Carmen est sans doute l'oeuvre littéraire la plus adaptée, y compris dans le flamenco. Le personnage de Carmen a inspiré beaucoup de créations flamencas, de la Compagnie Antonio Gades à Sara Baras en passant par Carlos Saura.
Avec "Yo, Carmen", Maria Pagés souhaitait proposer un point de vue totalement différent sur le personnage, un regard plus spirituel et plus féministe. Elle a commencé il y a deux ans à interviewer des femmes de toutes les conditions, les états d'esprit, les religions, pour se rendre compte qu'au final elles avaient toutes des points communs. La sévillane affirmait la veille de la représentation : "Carmen est dans toutes les femmes et nous sommes toutes Carmen, c'est ce que j'essaye de refléter dans mes chorégraphies".
Avec une mise en scène soignée et un corps de ballet exercé, Maria revisite donc le mythe de Carmen, qui ne serait pour elle qu'un cliché construit par la société masculine. Le spectacle passe ainsi en revue tous les sentiments par lesquels les femmes peuvent passer, se sert du cante féminin - remarquables Loreto de Diego et Ana Ramon - pour exprimer la rebellion face à la maltraitance des femmes, les dépendances héritées d'une soumission ancestrale aux traditions, aux religions, à la mode... Elle revendique la parité entre hommes et femmes en dansant sur la musique de Bizet avec un éventail rouge dont elle se sert comme muleta, utilise une voix off dans toutes les langues pour affirmer l'universalité de Carmen, parle du rapport entre Carmen et sa mère dans une nana puis un duo de castagnettes avec l'excellente danseuse Macarena Ramirez... Il y a aussi une chorégraphie ingénieuse avec des tabliers, balais et plumeaux qui descendent depuis le haut de de la scène, qui semble dénoncer la condition des "amas de casa", ainsi qu'une autre ou Maria se sert d'un patchwork de torchons comme manton. Les cantaoras interprètent des martinetes, cante masculin par excellence, invoquant de nouveau la parité.

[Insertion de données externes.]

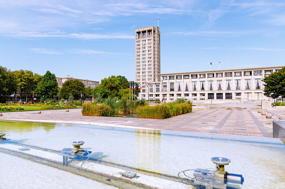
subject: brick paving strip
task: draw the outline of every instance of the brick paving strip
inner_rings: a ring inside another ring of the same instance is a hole
[[[256,118],[253,114],[252,113],[250,110],[248,110],[249,115],[251,116],[252,119],[254,121],[255,124],[257,125],[257,127],[261,131],[261,133],[263,135],[264,137],[272,137],[273,135],[268,131],[267,129],[266,129],[263,125],[263,124],[260,122],[258,119]]]
[[[227,120],[228,120],[229,118],[229,117],[231,115],[231,114],[233,113],[233,110],[231,110],[230,111],[227,115],[225,117],[223,118],[221,121],[220,122],[220,123],[218,124],[218,125],[215,127],[214,129],[213,129],[212,131],[210,131],[209,133],[211,133],[213,134],[217,134],[218,132],[219,132],[219,130],[221,129],[221,128],[223,127],[223,126],[225,125],[225,124],[226,123],[226,121]]]

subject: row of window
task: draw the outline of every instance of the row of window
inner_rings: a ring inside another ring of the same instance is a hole
[[[215,88],[214,83],[214,81],[208,81],[208,87],[205,83],[205,81],[200,81],[199,86],[197,85],[197,81],[192,81],[192,86],[190,85],[189,81],[186,81],[184,82],[184,85],[182,85],[182,82],[176,82],[176,91],[195,91],[198,90],[203,91],[222,91],[225,90],[227,91],[231,90],[259,90],[262,89],[262,85],[261,83],[261,79],[255,79],[255,84],[254,88],[253,88],[251,83],[251,79],[245,79],[244,85],[243,87],[242,86],[241,79],[235,79],[234,80],[235,83],[233,84],[234,85],[232,86],[232,80],[226,80],[225,84],[224,86],[223,85],[223,80],[218,80],[217,81],[216,86],[216,88]],[[174,91],[174,82],[170,82],[169,83],[169,91]],[[155,85],[156,91],[159,92],[160,84],[157,83]],[[192,87],[190,89],[190,88]],[[150,88],[153,87],[153,85],[152,84],[150,85]],[[162,91],[167,91],[167,83],[162,83]]]
[[[276,72],[278,71],[279,70],[276,70]],[[271,74],[273,72],[273,70],[264,70],[264,74],[265,75],[267,75]],[[234,77],[238,77],[241,76],[242,75],[242,72],[233,72],[234,73]],[[243,72],[243,76],[251,76],[252,75],[252,71],[247,71],[247,72]],[[216,77],[223,77],[224,73],[216,73]],[[225,77],[231,77],[233,76],[233,72],[225,72]],[[213,78],[214,77],[214,74],[207,74],[207,78]],[[253,75],[262,75],[262,71],[253,71]],[[191,75],[191,79],[197,79],[198,78],[198,75],[199,75],[199,78],[206,78],[206,74],[193,74]],[[184,79],[189,79],[190,77],[190,75],[183,75],[183,78]],[[168,78],[170,80],[174,80],[174,77],[175,77],[174,75],[170,75],[169,76]],[[182,79],[182,75],[178,75],[176,76],[176,79]],[[167,80],[167,76],[163,76],[162,77],[162,80]]]

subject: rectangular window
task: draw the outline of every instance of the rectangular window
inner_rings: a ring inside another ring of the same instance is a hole
[[[197,74],[194,74],[191,75],[191,79],[197,79]]]
[[[214,81],[209,81],[209,90],[214,90]]]
[[[217,80],[217,90],[221,91],[223,90],[223,81]]]
[[[260,90],[261,89],[261,79],[255,79],[255,89],[256,90]]]
[[[196,91],[197,90],[197,81],[192,81],[192,91]]]
[[[167,83],[164,83],[162,84],[163,86],[163,91],[167,91]]]
[[[207,77],[208,78],[212,78],[214,77],[213,74],[207,74]]]
[[[227,72],[225,73],[225,76],[226,77],[231,77],[233,76],[232,72]]]
[[[205,81],[200,81],[200,91],[205,90]]]
[[[222,77],[223,73],[217,73],[216,74],[216,77]]]
[[[199,78],[205,78],[206,77],[205,74],[199,74]]]
[[[170,91],[174,91],[174,82],[170,82]]]
[[[183,76],[183,78],[184,79],[189,79],[189,75],[184,75]]]
[[[159,92],[159,83],[156,83],[155,84],[155,91]]]
[[[226,99],[233,99],[232,93],[226,93]]]
[[[182,88],[182,82],[176,82],[177,84],[177,91],[181,91],[181,89]]]
[[[226,80],[226,90],[228,91],[231,90],[231,80]]]
[[[253,71],[254,75],[262,75],[262,71]]]
[[[182,79],[182,76],[181,75],[176,75],[176,79]]]
[[[241,89],[241,80],[236,79],[235,82],[236,90],[240,90]]]
[[[189,81],[184,81],[184,91],[189,91]]]
[[[266,70],[264,71],[264,74],[265,75],[269,75],[271,74],[273,71],[273,70]]]
[[[241,72],[235,72],[234,75],[234,76],[235,77],[241,76]]]
[[[217,93],[217,99],[223,99],[223,93]]]
[[[250,76],[251,75],[251,71],[250,72],[244,72],[244,76]]]
[[[208,99],[214,99],[214,93],[208,93]]]
[[[246,90],[250,90],[250,80],[251,79],[245,79],[245,89]]]

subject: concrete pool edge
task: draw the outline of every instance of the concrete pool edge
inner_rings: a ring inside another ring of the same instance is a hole
[[[215,140],[231,140],[232,141],[238,141],[247,142],[252,142],[258,143],[274,144],[278,145],[284,145],[285,144],[283,141],[284,139],[278,138],[266,137],[260,137],[249,136],[241,136],[240,135],[223,135],[215,133],[201,133],[194,132],[188,132],[186,131],[166,131],[160,129],[153,129],[146,127],[137,127],[129,125],[121,125],[112,124],[111,123],[104,123],[92,122],[86,122],[81,121],[65,121],[60,120],[54,120],[41,119],[0,119],[4,121],[28,121],[36,123],[41,122],[42,123],[61,123],[64,124],[74,124],[81,125],[93,125],[103,127],[115,127],[113,129],[124,129],[126,131],[129,131],[133,132],[133,131],[129,129],[139,129],[147,130],[155,130],[160,131],[162,134],[173,136],[184,136],[190,137],[195,137],[199,138],[211,138]]]

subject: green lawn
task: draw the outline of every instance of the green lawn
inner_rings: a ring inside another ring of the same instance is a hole
[[[12,106],[12,107],[19,107],[17,106]],[[20,111],[29,111],[31,110],[60,110],[62,109],[73,109],[74,108],[54,108],[54,109],[44,109],[44,108],[42,108],[41,106],[19,106],[21,107],[24,107],[24,110],[10,110],[9,111],[0,111],[0,112],[18,112]]]

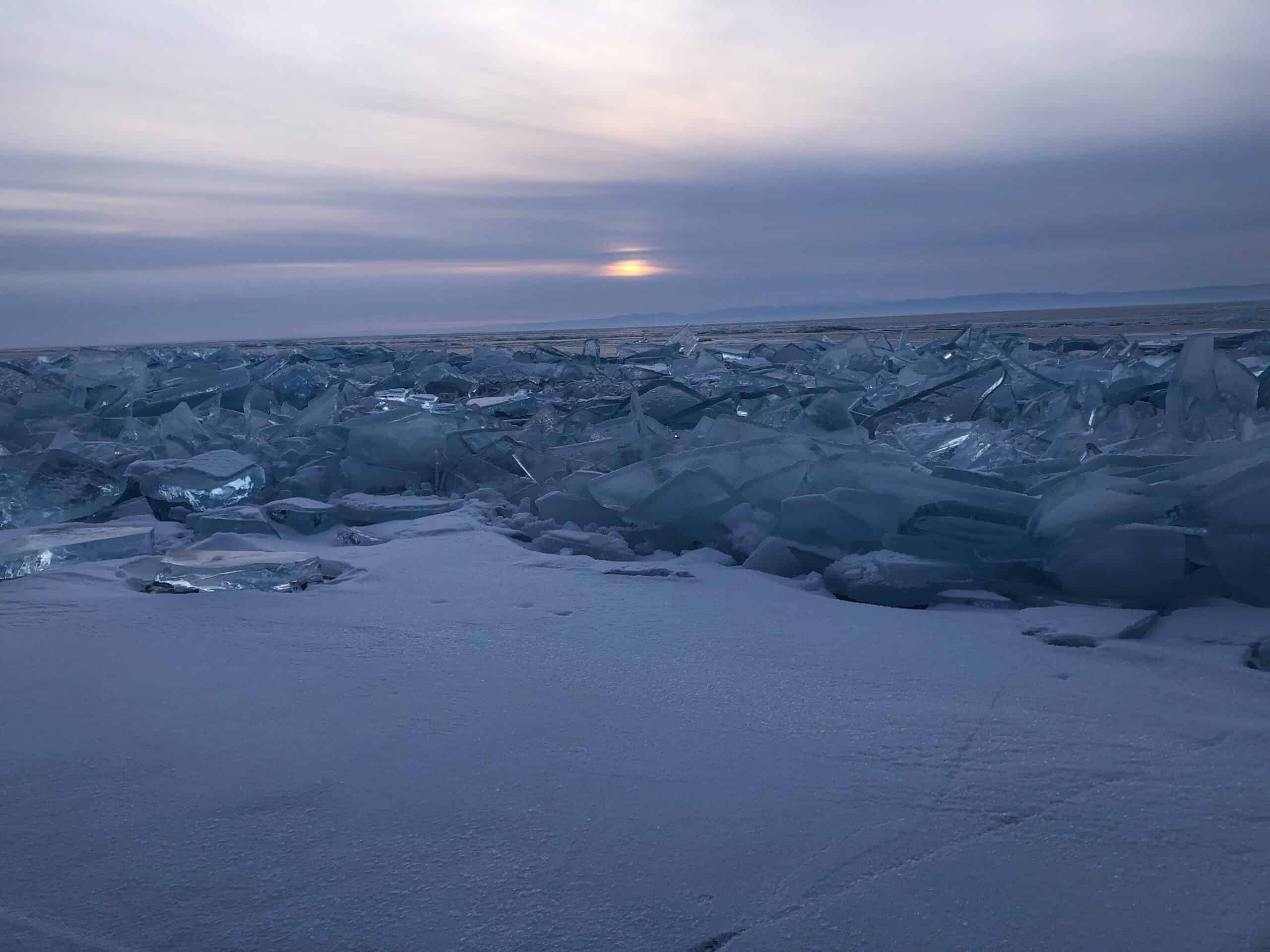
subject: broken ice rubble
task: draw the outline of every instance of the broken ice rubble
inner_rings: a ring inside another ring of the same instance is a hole
[[[108,526],[144,498],[199,536],[377,542],[348,527],[470,498],[538,551],[711,547],[880,604],[1270,604],[1270,331],[742,349],[686,327],[616,353],[84,348],[3,366],[0,528]]]

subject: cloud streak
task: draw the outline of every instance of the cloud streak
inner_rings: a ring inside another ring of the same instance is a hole
[[[0,9],[15,341],[1266,278],[1252,0]]]

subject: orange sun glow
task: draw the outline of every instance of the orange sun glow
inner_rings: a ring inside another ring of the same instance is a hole
[[[605,265],[605,274],[610,278],[643,278],[646,274],[658,274],[663,269],[643,258],[626,258]]]

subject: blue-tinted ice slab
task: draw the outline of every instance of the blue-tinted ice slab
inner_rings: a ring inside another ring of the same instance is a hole
[[[450,513],[462,505],[460,499],[439,496],[370,495],[349,493],[335,501],[339,520],[347,526],[375,526],[394,519],[422,519]]]
[[[241,536],[277,536],[273,523],[254,505],[231,505],[190,513],[185,524],[194,531],[194,538],[207,538],[216,532],[235,532]]]
[[[67,562],[131,559],[154,551],[154,529],[142,526],[39,526],[0,532],[0,579],[17,579]]]
[[[302,536],[325,532],[339,522],[339,506],[304,496],[276,499],[260,506],[260,510],[273,522]]]
[[[1140,638],[1160,616],[1138,608],[1053,605],[1025,608],[1016,618],[1024,635],[1049,645],[1097,647],[1105,641]]]
[[[0,529],[93,515],[114,503],[126,481],[62,449],[0,456]]]
[[[894,608],[933,604],[941,592],[974,581],[965,565],[878,550],[843,556],[824,570],[824,585],[839,598]]]
[[[169,552],[145,592],[301,592],[323,580],[321,561],[309,552],[204,550]]]
[[[240,503],[265,482],[264,470],[249,456],[232,449],[213,449],[189,459],[154,459],[132,463],[141,495],[160,519],[183,506],[194,513]]]
[[[584,555],[611,562],[624,562],[635,557],[626,539],[621,536],[610,536],[602,532],[547,529],[533,539],[533,548],[552,555],[569,552],[570,555]]]

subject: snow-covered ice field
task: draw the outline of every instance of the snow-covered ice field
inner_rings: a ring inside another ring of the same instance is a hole
[[[0,585],[0,948],[1270,948],[1265,609],[1057,647],[394,526]]]

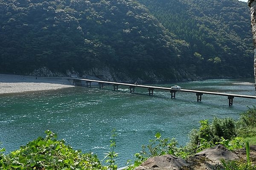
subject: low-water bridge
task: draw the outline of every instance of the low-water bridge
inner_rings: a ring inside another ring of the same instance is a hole
[[[119,85],[126,85],[129,86],[130,88],[130,92],[133,93],[135,91],[135,88],[136,87],[140,87],[143,88],[147,88],[148,90],[148,94],[149,95],[153,95],[154,90],[155,89],[160,89],[163,90],[167,90],[170,91],[170,93],[171,94],[171,97],[172,99],[175,98],[176,96],[176,93],[177,91],[184,92],[189,92],[195,93],[196,96],[197,96],[197,101],[201,101],[202,100],[202,96],[204,94],[211,94],[214,95],[219,95],[219,96],[227,96],[227,99],[229,100],[228,105],[231,106],[233,105],[233,99],[234,97],[241,97],[244,98],[248,99],[256,99],[256,96],[249,96],[249,95],[244,95],[242,94],[231,94],[227,93],[223,93],[218,92],[213,92],[211,91],[200,91],[197,90],[186,90],[186,89],[180,89],[180,90],[175,90],[171,88],[166,88],[163,87],[158,87],[158,86],[153,86],[146,85],[136,85],[134,84],[130,83],[124,83],[117,82],[108,82],[105,81],[101,80],[96,80],[89,79],[78,79],[78,78],[69,78],[70,80],[73,80],[73,84],[81,84],[81,82],[82,81],[85,81],[86,83],[86,87],[90,87],[91,83],[92,82],[98,82],[100,88],[103,88],[104,85],[112,85],[113,86],[113,90],[118,90],[118,86]],[[80,82],[80,83],[79,82]]]

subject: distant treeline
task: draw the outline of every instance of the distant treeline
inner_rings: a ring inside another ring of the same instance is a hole
[[[114,79],[148,81],[253,74],[250,9],[237,0],[5,0],[0,13],[2,73],[108,68]]]

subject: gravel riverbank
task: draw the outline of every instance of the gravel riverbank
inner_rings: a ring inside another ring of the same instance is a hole
[[[0,94],[56,90],[74,87],[63,78],[0,74]]]

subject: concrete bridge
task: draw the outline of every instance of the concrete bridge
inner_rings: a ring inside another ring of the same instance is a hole
[[[99,88],[103,88],[105,85],[112,85],[113,87],[113,90],[118,90],[118,86],[120,85],[126,85],[129,86],[130,88],[130,92],[133,93],[135,91],[135,89],[136,87],[140,87],[142,88],[147,88],[148,91],[148,94],[149,95],[153,95],[154,91],[155,89],[159,89],[163,90],[169,91],[171,94],[171,98],[175,98],[176,93],[177,91],[192,93],[195,94],[197,97],[197,101],[201,101],[202,100],[202,96],[204,94],[211,94],[213,95],[224,96],[227,97],[228,99],[228,105],[231,106],[233,105],[233,99],[234,97],[241,97],[244,98],[248,99],[256,99],[256,96],[244,95],[242,94],[236,94],[227,93],[223,93],[218,92],[213,92],[207,91],[200,91],[193,90],[175,90],[171,88],[166,88],[163,87],[153,86],[146,85],[136,85],[134,84],[124,83],[117,82],[111,82],[101,80],[93,80],[90,79],[78,79],[78,78],[69,78],[70,81],[73,81],[74,85],[81,85],[81,82],[84,81],[86,84],[86,87],[90,87],[91,83],[92,82],[97,82],[99,85]]]

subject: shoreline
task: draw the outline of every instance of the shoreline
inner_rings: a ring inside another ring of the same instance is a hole
[[[0,74],[0,94],[57,90],[74,87],[64,78]]]

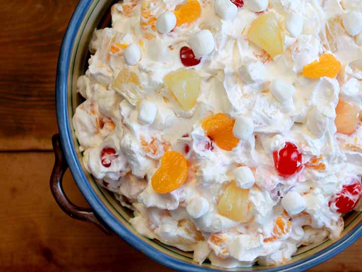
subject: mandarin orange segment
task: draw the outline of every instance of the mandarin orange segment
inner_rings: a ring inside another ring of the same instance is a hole
[[[152,158],[160,157],[170,146],[169,143],[164,141],[159,141],[154,137],[151,137],[151,141],[147,142],[144,137],[140,136],[140,140],[143,151],[147,156]]]
[[[151,179],[153,189],[167,193],[181,186],[188,175],[186,159],[179,152],[167,151],[161,159],[161,166]]]
[[[280,217],[276,219],[274,223],[273,231],[272,236],[264,239],[264,242],[273,242],[289,232],[290,227],[292,226],[292,222],[288,219]]]
[[[251,23],[246,37],[272,57],[283,54],[284,51],[282,25],[273,12],[256,17]]]
[[[176,16],[176,26],[180,26],[196,21],[201,13],[201,7],[197,0],[189,0],[180,5],[173,13]]]
[[[349,135],[357,129],[358,123],[358,106],[355,103],[339,100],[336,107],[337,117],[334,123],[337,131]]]
[[[233,133],[234,124],[234,119],[224,113],[217,113],[204,120],[202,128],[219,148],[230,151],[239,143],[239,139]]]
[[[331,54],[323,54],[319,56],[319,61],[314,60],[306,65],[303,74],[309,79],[319,79],[322,77],[333,78],[341,69],[341,63]]]
[[[239,188],[233,181],[219,200],[218,210],[220,214],[232,220],[239,222],[249,221],[252,207],[249,201],[249,190]]]

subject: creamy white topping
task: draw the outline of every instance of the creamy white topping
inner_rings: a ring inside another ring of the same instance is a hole
[[[362,34],[355,20],[362,6],[245,0],[236,8],[226,1],[199,1],[200,16],[182,25],[173,12],[187,1],[115,5],[112,27],[96,31],[89,45],[89,66],[77,83],[85,100],[73,123],[86,169],[134,211],[130,222],[140,234],[194,251],[199,263],[278,264],[300,246],[338,237],[343,221],[330,200],[362,175],[360,121],[349,134],[335,124],[339,101],[362,110]],[[284,53],[274,58],[247,37],[253,21],[269,13],[283,32]],[[184,66],[185,46],[201,57],[199,64]],[[305,65],[327,53],[340,62],[338,75],[303,76]],[[187,110],[163,80],[185,69],[201,81],[196,105]],[[239,142],[231,151],[203,127],[220,113],[236,120]],[[302,166],[283,177],[274,155],[286,142],[297,147]],[[167,150],[185,156],[188,174],[184,185],[161,194],[151,179]],[[248,192],[252,216],[246,222],[218,207],[234,181]]]

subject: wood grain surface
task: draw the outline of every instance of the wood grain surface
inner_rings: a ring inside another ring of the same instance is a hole
[[[68,217],[49,190],[57,58],[77,3],[0,1],[0,271],[170,271]],[[69,197],[86,206],[69,173],[64,180]],[[361,246],[360,239],[310,271],[361,271]]]

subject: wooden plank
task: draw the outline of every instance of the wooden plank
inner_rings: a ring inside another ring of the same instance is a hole
[[[0,271],[169,271],[118,236],[64,214],[49,188],[53,157],[0,154]],[[69,173],[64,187],[76,204],[86,206]]]
[[[64,214],[49,189],[53,156],[0,153],[0,271],[170,271],[117,236]],[[64,188],[76,204],[87,205],[69,172]],[[310,271],[362,271],[360,239]]]
[[[0,1],[0,150],[51,149],[58,55],[77,3]]]

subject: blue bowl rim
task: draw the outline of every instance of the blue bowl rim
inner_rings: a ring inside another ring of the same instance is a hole
[[[68,79],[70,61],[75,37],[88,9],[92,0],[80,0],[69,23],[59,55],[56,80],[56,104],[58,126],[63,151],[72,175],[82,194],[97,215],[123,240],[153,260],[178,271],[190,272],[220,271],[197,264],[191,264],[160,252],[132,234],[110,212],[92,188],[77,157],[69,122]],[[354,242],[362,235],[360,222],[341,239],[323,250],[291,263],[262,270],[266,272],[304,271],[335,256]],[[243,269],[244,270],[244,269]],[[250,270],[252,270],[250,268]]]

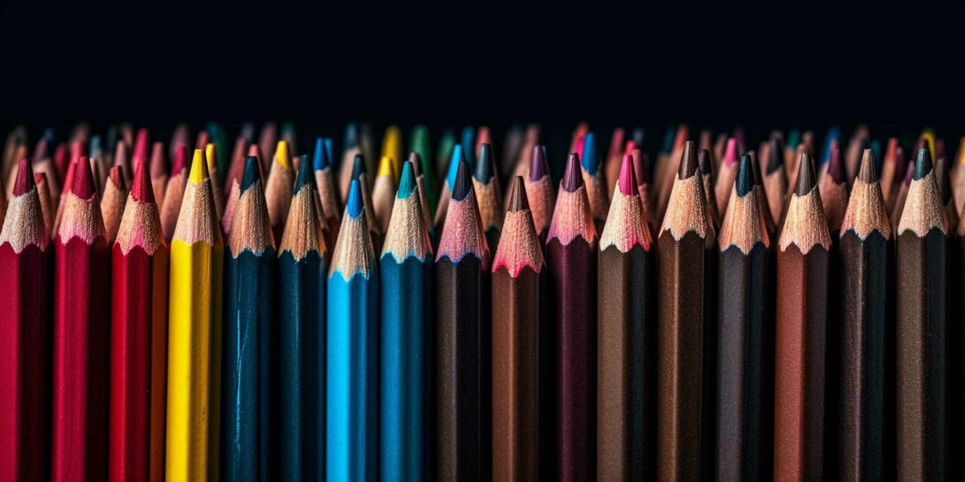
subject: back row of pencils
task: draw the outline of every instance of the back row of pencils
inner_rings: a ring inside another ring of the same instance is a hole
[[[15,130],[0,471],[959,479],[965,138],[669,133]]]

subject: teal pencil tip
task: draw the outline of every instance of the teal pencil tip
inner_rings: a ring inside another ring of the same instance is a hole
[[[399,191],[396,198],[404,200],[412,195],[416,190],[416,174],[412,171],[412,163],[405,161],[402,163],[402,175],[399,178]]]
[[[352,179],[348,187],[348,201],[345,202],[345,212],[353,219],[362,215],[362,186],[358,179]]]
[[[250,155],[244,160],[244,174],[241,174],[241,192],[245,192],[257,180],[261,180],[262,174],[259,172],[258,157]]]

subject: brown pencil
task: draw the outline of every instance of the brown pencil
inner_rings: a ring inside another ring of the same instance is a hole
[[[657,238],[661,480],[707,479],[713,459],[717,241],[692,141],[684,145],[679,166]]]
[[[946,475],[946,257],[948,221],[931,156],[918,151],[897,228],[897,478]]]
[[[801,156],[777,255],[774,479],[820,480],[831,236],[810,156]]]
[[[492,476],[537,480],[544,264],[522,177],[510,193],[492,268]]]

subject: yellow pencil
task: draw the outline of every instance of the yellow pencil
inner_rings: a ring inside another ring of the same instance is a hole
[[[223,251],[207,163],[196,149],[171,242],[168,480],[218,480]]]

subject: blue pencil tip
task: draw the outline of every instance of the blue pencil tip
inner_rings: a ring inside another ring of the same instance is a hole
[[[315,140],[315,155],[312,164],[316,171],[321,171],[329,166],[328,152],[325,151],[325,140],[317,138]]]
[[[348,201],[345,202],[345,212],[353,219],[362,215],[362,186],[358,179],[352,179],[348,188]]]
[[[596,140],[593,132],[588,133],[587,137],[583,139],[583,155],[580,156],[580,162],[587,173],[596,174],[599,162],[596,159]]]
[[[399,178],[399,191],[396,191],[396,198],[404,200],[416,190],[416,174],[412,172],[412,163],[405,161],[402,163],[402,175]]]

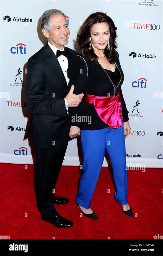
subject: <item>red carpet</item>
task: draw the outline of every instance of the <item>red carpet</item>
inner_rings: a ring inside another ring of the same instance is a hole
[[[59,229],[40,217],[35,204],[33,165],[28,165],[28,170],[23,164],[0,165],[0,235],[10,236],[10,239],[153,239],[163,235],[161,169],[146,168],[145,172],[128,171],[128,202],[136,216],[131,218],[123,213],[121,205],[114,199],[111,169],[110,172],[103,168],[91,205],[99,218],[96,220],[80,217],[75,203],[78,168],[63,166],[56,195],[67,197],[69,202],[55,207],[74,225]]]

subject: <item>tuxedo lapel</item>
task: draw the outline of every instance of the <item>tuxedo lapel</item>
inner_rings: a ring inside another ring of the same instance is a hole
[[[49,64],[52,70],[56,74],[60,74],[61,81],[62,82],[66,91],[67,90],[67,84],[59,63],[52,49],[47,42],[44,46],[45,53],[45,58]]]

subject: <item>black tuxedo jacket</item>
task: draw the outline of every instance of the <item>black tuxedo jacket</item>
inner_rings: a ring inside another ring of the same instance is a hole
[[[67,48],[68,63],[76,51]],[[28,110],[32,114],[28,136],[42,148],[56,149],[68,139],[70,114],[64,98],[67,85],[59,63],[47,42],[29,59],[25,86]]]

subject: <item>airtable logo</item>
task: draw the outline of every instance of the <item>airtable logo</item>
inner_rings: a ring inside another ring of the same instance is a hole
[[[3,17],[3,20],[7,20],[8,22],[9,22],[11,21],[11,18],[8,15],[6,15]],[[16,22],[32,22],[32,19],[30,19],[29,18],[26,17],[24,18],[14,17],[12,21]]]
[[[10,49],[10,51],[13,54],[19,54],[20,53],[21,54],[26,54],[26,46],[24,44],[20,43],[16,45],[16,47],[13,46]]]
[[[15,149],[14,151],[14,154],[16,155],[27,155],[28,149],[26,148],[22,147],[18,149]]]

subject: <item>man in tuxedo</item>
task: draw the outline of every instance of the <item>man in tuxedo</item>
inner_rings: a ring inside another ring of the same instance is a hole
[[[77,106],[83,94],[67,94],[68,63],[76,52],[65,46],[69,30],[61,11],[45,11],[41,28],[47,42],[28,61],[25,98],[32,114],[28,135],[32,135],[37,166],[37,206],[42,219],[56,227],[69,227],[73,222],[60,215],[53,203],[67,203],[67,198],[54,193],[67,149],[71,126],[68,107]],[[79,129],[75,134],[80,135]]]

On perçoit aussi un sentiment de "déjà vu" dans d'autres spectacles de Maria : c'est le cas de la chorégraphie avec des bâtons, ou encore des tanguillos.
Le grand moment du spectacle est lorsque Maria danse sur la musique de Bizet, en redingote de lumière et peineta géante. Superbe.
Les musiciens sont cachés par un voile en fond de scène durant presque tout le spectacle, c'est assez dérangeant d'entendre leur musique sans les voir, même si cela est dû aux contraintes scénographiques. Il faudra attendre la fin du spectacle pour les voir accompagner Maria sur un baile por solea de Triana, décidément très à la mode cette année au festival.